Program would kill a sector of the small-business community that includes travel agents working with government, according to its sponsor.

The General Services Administration’s eTravel budget would be cut to nothing under an amendment attached to the House Transportation, Treasury and Independent Agencies funding bill for fiscal 2006.

Calling the effort an ill-conceived megacontract that “is poised to eliminate a whole sector of the small-business community -- travel agents -- from working with the government,” Rep. Nydia Velazquez (D-N.Y.) offered the amendment June 30. Lawmakers approved it 233 to 182; the bill now awaits Senate action.

“These megacontracts have clearly gone too far, and it is time that we say enough is enough,” Velazquez said during the House proceedings.

Rep.
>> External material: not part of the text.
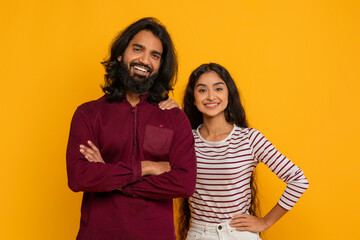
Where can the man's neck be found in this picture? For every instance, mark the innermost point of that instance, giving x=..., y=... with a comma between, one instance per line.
x=133, y=98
Joe Knollenberg (R-Mich.), chairman of the House Appropriations Committee's Transportation, Treasury, and Housing and Urban Development, the Judiciary, and District of Columbia Subcommittee, defended the e-government initiative, saying that the effort should save approximately $450 million over 10 years.

During debate, he said Velazquez’s amendment would cause “the shutdown, entire shutdown of the eTravel program.”

Velazquez also cited language from the report accompanying the fiscal 2004 omnibus appropriations bill mandating that GSA not require agency participation in eTravel. “Despite this mandate, GSA did just the opposite, and made the eTravel project mandatory barely one month after the conference report,” Velazquez said. “This means that no local or federal office can use their neighborhood travel agency, even if they already have for years.”

Knollenberg cited boutique' travel systems as a burden on travel agencies.